# Trying to show that an equation in two variables implies that the variables are the same

Let $$a ,b$$ be non-zero integers such that $$\frac{a^2 + \sqrt{2}}{a} = \frac{b^2 + \sqrt{2}}{b}$$. Prove that $$a=b$$.

My proof:

1. Assume that $$a \neq b$$. Then, $$a - b \neq 0$$, implying that one can divide by $$a-b$$.
2. The given expression simplifies like so

$$a^2b +b\sqrt2=ab^2+a\sqrt2 \\ ab(a-b) = \sqrt2(a-b) \\ ab = \sqrt2$$

In the third step here, we have divided by $$a-b$$.

1. The conclusion $$ab = \sqrt2$$ is absurd. The product of two non-zero integers cannot be $$\sqrt2$$.

$$\implies$$ the initial assumption is false. $$a = b \text{ QED.}$$

I think something is wrong with my proof.

1. Have I taken into account during the assumption that $$a$$ and $$b$$ are integers?
• Your proof is absolutely fine. Jan 22, 2021 at 7:26
• Yes, you did in step 3. -- You might have gone along with a more direct proof (i..e, without first assuming $a-b\ne0$) if you could use that $m\sqrt 2=n$ with integers $m.n$ implies $m=n=0$ Jan 22, 2021 at 7:27
• I would rather use the word suppose instead of assume here.

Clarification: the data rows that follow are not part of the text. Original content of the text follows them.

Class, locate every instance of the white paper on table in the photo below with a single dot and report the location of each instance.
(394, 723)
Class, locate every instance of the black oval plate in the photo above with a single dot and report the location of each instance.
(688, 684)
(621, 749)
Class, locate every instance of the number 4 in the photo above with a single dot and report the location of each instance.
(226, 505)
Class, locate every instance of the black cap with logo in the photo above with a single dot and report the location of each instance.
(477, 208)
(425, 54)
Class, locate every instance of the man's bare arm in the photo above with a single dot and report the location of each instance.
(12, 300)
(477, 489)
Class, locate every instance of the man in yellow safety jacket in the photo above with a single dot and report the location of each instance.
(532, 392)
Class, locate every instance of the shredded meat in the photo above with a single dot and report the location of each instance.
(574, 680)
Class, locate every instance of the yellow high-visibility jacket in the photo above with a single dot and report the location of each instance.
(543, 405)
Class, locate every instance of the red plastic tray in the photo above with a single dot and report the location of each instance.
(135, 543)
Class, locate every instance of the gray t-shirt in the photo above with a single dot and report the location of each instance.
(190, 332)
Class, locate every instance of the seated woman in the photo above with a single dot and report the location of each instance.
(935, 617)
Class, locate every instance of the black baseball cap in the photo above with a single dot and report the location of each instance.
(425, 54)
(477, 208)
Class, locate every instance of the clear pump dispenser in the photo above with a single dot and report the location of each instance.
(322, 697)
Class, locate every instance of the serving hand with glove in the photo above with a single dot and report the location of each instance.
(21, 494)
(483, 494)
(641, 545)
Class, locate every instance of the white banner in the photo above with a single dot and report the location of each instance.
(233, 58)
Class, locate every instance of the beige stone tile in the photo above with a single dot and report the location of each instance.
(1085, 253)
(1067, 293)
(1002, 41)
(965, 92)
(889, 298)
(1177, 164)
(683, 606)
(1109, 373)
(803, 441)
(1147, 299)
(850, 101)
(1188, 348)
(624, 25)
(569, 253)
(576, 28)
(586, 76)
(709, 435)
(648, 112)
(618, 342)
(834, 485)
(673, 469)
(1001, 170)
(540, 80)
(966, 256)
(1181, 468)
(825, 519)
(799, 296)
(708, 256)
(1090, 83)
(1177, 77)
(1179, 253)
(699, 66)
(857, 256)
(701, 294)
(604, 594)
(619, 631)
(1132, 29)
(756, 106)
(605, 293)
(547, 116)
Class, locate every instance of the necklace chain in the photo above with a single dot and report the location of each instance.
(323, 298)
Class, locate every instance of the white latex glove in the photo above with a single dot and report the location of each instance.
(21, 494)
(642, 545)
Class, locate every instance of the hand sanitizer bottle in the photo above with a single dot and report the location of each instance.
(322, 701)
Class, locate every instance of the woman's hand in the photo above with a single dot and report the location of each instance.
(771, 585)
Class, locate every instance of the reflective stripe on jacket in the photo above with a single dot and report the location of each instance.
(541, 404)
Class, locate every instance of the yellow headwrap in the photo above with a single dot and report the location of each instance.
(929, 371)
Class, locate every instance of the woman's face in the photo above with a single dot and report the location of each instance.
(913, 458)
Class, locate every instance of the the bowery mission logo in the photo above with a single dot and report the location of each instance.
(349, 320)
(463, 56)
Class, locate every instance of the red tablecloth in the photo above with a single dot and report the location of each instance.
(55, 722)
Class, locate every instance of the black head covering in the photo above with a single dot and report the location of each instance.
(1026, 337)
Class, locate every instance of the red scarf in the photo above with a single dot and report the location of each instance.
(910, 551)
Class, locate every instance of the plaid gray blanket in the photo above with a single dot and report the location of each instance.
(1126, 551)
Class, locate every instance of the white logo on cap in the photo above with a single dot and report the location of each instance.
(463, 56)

Everything else looks fine. Jan 22, 2021 at 7:30

Indeed, as the comments indicated, you actually did use the fact that $$a, b$$ are integers in your proof, since the product of two integers cannot equal $$\sqrt{2}$$.
To illustrate, note that if $$a = \sqrt{2}$$ and $$b = 1$$, the equality should hold, and in fact it does, since $$\frac{(\sqrt{2})^2 + \sqrt{2}}{\sqrt{2}} = \frac{\sqrt{2}(\sqrt{2} + 1)}{\sqrt{2}} = 1 + \sqrt{2} = \frac{1^2 + \sqrt{2}}{1}.$$ So if the condition that $$a, b$$ are integers is relaxed, it is possible for $$a \ne b$$.
Let $$f(x) = x + \frac{\sqrt2}{x}$$ which is an odd function, it is positive when $$x$$ is positive and negative when $$x$$ is negative.
$$f'(x) =1-\frac{\sqrt2}{x^2}$$, it increases on $$(\sqrt{2}, \infty)$$.
We just have to check that $$f(1) \le f(\sqrt{2})$$ which is true since $$f(1)=f(\sqrt2)=1+\sqrt2$$